The Cortina, stationary, again.
 Now, had our quintet consulted the ‘approach’ section in the re-written topo by Jonathan Hajos, they would have known to stay in the river. As in pretty much swim upstream. Enter the K-Index. Ice skating is a zero. Solid Hakea thicket is five. Our heroes found themselves negotiating K3/3+ bush on the slopes above the stream, and eventually, needing some feeding, they ducked into the river bed and realised what they had been missing. Spirits lifted, they forged on to the base of the wall. All 550m of it. Like the Mexican, MSG covered maize munchies, it is Beeg….very Beeg! Similarly, like a large packet of chips, they would tackle it one bite at a time.
Masters of the Universe: Richard, Douw, Gosia, Uwe, Warren.

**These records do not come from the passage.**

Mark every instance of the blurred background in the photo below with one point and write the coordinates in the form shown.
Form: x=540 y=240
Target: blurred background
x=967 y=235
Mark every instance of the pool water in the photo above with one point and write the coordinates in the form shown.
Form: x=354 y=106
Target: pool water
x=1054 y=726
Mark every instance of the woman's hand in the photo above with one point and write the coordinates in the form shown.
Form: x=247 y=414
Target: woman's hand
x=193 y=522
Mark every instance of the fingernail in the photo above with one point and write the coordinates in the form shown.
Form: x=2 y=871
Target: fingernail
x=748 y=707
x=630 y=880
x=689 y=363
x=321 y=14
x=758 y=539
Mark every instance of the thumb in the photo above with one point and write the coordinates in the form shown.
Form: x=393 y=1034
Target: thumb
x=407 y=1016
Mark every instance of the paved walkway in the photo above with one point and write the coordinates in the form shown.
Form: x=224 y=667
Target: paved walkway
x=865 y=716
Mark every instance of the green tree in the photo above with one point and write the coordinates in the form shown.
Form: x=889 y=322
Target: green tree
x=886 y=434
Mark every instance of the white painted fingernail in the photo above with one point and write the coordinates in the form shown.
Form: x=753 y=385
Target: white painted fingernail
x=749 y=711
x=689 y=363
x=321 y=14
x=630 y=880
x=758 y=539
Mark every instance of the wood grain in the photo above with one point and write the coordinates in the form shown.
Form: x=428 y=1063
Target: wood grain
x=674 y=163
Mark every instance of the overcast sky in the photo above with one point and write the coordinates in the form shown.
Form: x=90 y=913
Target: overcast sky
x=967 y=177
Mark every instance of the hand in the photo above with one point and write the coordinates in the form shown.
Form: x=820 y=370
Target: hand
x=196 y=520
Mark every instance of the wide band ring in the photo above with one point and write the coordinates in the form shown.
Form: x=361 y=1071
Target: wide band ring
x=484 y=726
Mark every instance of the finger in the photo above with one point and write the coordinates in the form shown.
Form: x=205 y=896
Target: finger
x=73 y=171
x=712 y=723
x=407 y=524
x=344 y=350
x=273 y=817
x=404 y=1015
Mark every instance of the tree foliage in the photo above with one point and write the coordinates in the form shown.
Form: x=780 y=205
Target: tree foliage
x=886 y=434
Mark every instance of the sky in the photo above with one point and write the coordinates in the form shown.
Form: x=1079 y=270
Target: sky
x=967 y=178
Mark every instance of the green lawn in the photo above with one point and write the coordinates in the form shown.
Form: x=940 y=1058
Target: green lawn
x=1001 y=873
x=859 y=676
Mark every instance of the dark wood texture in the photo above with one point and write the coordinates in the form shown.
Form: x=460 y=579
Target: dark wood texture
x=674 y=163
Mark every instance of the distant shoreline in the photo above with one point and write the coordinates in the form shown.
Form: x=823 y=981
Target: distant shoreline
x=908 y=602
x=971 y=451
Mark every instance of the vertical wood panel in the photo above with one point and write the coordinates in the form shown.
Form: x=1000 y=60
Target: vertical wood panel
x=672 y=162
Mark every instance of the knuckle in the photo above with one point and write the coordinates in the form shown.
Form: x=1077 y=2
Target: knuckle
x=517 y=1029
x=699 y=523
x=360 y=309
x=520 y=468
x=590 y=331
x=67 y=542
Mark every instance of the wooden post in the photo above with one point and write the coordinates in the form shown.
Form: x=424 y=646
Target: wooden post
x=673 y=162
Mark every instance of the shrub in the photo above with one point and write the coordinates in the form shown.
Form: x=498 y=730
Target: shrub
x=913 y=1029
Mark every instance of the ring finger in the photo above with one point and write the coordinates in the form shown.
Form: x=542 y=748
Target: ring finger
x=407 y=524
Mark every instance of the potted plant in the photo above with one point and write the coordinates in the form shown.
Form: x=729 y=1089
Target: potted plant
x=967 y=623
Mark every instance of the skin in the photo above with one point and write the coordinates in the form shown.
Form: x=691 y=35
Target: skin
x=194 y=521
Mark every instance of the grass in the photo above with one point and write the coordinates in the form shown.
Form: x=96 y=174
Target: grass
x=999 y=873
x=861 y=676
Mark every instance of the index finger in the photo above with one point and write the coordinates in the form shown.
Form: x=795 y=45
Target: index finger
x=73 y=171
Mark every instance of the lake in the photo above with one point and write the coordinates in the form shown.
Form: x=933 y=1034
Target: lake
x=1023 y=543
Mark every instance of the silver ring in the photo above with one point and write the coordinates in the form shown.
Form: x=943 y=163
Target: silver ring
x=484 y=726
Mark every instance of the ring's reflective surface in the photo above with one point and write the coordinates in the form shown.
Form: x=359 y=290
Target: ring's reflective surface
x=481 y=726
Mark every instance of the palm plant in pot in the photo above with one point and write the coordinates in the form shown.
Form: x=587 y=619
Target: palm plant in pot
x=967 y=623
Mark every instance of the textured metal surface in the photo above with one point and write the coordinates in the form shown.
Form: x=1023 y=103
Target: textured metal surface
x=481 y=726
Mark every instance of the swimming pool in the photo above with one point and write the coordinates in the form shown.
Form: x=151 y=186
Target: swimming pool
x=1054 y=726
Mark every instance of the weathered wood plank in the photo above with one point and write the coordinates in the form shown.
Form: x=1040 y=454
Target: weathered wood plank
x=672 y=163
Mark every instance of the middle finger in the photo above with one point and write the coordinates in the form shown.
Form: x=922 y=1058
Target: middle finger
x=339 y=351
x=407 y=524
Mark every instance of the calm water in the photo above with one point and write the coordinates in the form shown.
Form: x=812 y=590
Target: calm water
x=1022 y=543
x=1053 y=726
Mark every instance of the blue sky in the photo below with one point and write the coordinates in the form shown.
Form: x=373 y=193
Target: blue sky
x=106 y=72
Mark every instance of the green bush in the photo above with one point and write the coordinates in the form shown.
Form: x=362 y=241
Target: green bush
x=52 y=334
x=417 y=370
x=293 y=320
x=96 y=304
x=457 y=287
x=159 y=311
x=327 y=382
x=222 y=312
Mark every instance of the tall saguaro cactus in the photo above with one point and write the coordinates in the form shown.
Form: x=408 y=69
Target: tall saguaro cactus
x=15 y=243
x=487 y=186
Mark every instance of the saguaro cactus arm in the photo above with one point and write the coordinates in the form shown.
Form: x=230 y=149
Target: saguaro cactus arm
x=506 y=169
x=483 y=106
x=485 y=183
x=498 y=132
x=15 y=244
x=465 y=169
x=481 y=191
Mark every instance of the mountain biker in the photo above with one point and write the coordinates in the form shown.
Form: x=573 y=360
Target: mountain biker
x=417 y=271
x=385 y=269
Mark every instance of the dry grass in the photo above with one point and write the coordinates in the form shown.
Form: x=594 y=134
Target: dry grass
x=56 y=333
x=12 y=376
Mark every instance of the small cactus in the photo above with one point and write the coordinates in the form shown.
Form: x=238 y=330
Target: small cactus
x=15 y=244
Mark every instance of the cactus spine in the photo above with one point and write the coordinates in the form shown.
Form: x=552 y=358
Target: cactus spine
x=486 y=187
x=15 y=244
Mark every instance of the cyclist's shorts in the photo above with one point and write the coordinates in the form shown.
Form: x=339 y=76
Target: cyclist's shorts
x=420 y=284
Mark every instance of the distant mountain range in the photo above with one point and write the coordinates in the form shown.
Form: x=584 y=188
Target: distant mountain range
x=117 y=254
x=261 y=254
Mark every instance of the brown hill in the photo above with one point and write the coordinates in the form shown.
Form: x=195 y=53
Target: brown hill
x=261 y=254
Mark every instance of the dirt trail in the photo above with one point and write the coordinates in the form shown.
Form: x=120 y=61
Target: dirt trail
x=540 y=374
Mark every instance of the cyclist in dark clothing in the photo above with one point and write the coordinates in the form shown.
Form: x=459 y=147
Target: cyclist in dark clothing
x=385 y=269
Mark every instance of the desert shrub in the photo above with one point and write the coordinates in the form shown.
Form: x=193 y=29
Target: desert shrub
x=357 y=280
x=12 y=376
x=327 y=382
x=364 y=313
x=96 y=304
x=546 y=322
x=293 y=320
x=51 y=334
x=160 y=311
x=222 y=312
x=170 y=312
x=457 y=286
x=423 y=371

The duo planned to go up and down in one shot. Warren, Uwe and I opted for a night on a cosy ledge at about the 300m mark. The first few rope lengths of climbing are nothing to write home (or anywhere) about, but they do get you to where things improve dramatically. It’s steep, airy, and the trees below keep shrinking. This is why we do these things: to get high. Without an MPR (magical piggy re-locator), we got to revel in some hauling. We only had the ‘essentials’, so it was not an overly technical task with this weight. However, a frustrating truth of this post-MMFEBE existence is that no matter what, whether you have done your 10 000 hrs or if your name is Tommy Caldwell; at some point your pig* will get stuck, and you will be the one squealing. Fortunately, our two little porcines got the misbehaving done on pitch 2, and then elevated elegantly all the way to their last stop. We binged on our pre-cooked dinner, downed copious amounts of sweet liquid and slept hard under a half sky.
Pigs pretending not to get wedged. 

     
Why we do these things..
Dawn brought stretching, appreciation of a beautiful awakening space, and some precarious off-loading. We didn’t need to tie in, as we had done that the previous morning. Minor consolation given the harness imprints on our hips. Cruising to the top pig-less was most welcome, but maybe less exciting than cruising to the pig top-less, whatever that means. Below the final stem-fest, I will admit to sending numerous rocks on a flight to the bottom. How often do you have a 500m drop to toss off? My research made the grounding breaking (literally) discovery that the bigger they are, the louder they fall.
Just after having a good toss. Photo: Warren Gans.

Now, some poor bastards have done this route, hauled all their baggage right to the top and then walked 15km to Bainskloof. Where one would have to arrange a lift, probably by moonlight. No offense to those concerned, but this sounds Kak! Maybe around K4. We opted to abseil, which probably scored K1 for ease, but still took about 5 hours since it is frikken steep. After passing our sleeping ledge, we also had pigs between our legs, which was not compatible with epic speed. We didn’t want to scare them.
Warren taking his pig for a ride.

Terra firma bought the fastest harness removal this side of a climbing strip joint, quickly followed by more unashamed binging. The still under the trees, the height above us more familiar, muscles worked and our place in the cosmos very calm. These are the adventures we live through. They contain the snippets recanted at Bardellis, with grins and giggles. On a galactic scale, our lives may be vanishingly small and of undetectable consequence, but to us they are everything. 

We each have a private universe, and its up to us how many bright, shining memories are packed into it.  

Memories, tick. Stud photo, tick. 

Scientific observation: our one pig was 95% water and 5% plastic. The other has mainly feathers. Wierd critters indeed. 
   
K1 path. The K3+ fynbos around the corner waiting to ambush us. 
 
Big Wall Team plus groupies going up. Speedy duo heading down. Lots of ropes! 

Unclimbed wall in the distance.... Photo: Warren Gans.

* If you don’t know that a pig refers to a haul bag, then you may be reading the wrong blog.